In my day to day job I work on visual tools at Microsoft for our Xamarin platform. As part of this we integrate with both Visual Studio Mac and Visual Studio where we, of course, use Roslyn for most of our user code interactions.
However, those visual tools all have another thing in common: they work on some dialect of XML (be it XAML, Android layout XML, XML resources or others). In a lot of ways working with that XML medium in the context of an editor presents the same challenges than Roslyn solved for code:
- You need high-fidelity parsing of your document preserving user modifications
- You need to react to and create changes applied to specific text subsets
- You need a representation that is easy to manipulate and pass around
Existing XML solutions (
System.Xml.Linq, …) tend to fall short because they weren’t created with an editor usage in mind. Their use case is more about exposing a document content than caring much about the way it’s written and evolved.
So basically what we need is Roslyn but for XML. Fortunately Kirill thought the same and a few years ago started working on bringing an existing morsel of Roslyn, namely the VB XML literal parser, and transform it into a fully fledged XML parser and syntax representation.
That project is (originally) named XmlParser
In a nutshell, XmlParser brings the Roslyn SyntaxTree AST model (immutable, full-fidelity, error-tolerant) and the parsing infrastructure that can create it to the point that its usage should feel familiar to someone who is used to work with Roslyn already.

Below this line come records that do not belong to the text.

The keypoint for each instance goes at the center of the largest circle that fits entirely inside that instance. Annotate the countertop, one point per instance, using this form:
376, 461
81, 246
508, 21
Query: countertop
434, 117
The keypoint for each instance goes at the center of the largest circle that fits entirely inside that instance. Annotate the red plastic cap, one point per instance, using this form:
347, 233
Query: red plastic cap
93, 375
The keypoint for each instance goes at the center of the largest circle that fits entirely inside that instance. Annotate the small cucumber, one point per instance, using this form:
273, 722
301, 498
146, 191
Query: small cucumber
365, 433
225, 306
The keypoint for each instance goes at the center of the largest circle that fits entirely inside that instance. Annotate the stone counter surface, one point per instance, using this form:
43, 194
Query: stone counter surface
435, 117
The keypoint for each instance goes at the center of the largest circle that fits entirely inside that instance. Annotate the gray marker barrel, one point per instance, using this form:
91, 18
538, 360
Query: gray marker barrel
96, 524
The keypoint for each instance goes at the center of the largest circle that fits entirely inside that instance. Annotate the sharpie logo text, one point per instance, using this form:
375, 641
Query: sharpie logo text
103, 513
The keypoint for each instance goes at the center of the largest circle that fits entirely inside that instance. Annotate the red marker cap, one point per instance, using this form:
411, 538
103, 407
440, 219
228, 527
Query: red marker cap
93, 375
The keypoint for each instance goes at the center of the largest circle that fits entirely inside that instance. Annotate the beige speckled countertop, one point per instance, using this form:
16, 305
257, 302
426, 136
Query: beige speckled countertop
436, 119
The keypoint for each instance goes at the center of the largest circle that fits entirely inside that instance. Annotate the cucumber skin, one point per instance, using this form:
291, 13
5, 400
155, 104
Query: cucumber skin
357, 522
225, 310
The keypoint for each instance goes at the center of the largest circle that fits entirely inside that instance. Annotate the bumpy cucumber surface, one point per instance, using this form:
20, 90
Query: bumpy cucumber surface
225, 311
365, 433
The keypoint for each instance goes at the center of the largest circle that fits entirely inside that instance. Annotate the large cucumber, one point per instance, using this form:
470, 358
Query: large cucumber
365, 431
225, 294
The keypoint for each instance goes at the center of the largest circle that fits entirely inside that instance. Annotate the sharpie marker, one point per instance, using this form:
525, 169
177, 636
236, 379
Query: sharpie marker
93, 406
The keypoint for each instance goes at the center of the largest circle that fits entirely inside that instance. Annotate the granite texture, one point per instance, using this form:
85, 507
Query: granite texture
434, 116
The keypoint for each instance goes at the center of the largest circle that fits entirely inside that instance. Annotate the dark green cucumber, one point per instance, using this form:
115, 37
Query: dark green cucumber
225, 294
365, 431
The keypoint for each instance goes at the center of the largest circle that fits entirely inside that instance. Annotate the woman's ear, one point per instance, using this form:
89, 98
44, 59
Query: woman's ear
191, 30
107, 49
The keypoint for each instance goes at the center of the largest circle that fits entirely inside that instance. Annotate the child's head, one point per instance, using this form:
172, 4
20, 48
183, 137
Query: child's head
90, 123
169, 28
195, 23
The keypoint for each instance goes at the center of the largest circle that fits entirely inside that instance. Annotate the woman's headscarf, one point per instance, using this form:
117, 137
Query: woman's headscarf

As part of ongoing work, I spent a bit of time myself during the last few weeks bringing some improvements to the project to make it even better for an editor use case:
- Proper red-green node separation which is a key to Roslyn performance while retaining immutability
- Parsing incrementality: the ability to reuse existing syntax tree nodes when only a portion of the text buffer has changed
- The start of proper syntax factories and modification APIs
- More Roslyn code import where it made sense (common utilities, caching, …)
Albeit part of this is still a work-in-progress, we published updated NuGet packages (now under the GuiLabs.Language.Xml NuGet ID) with the latest code so that you can try it for yourself.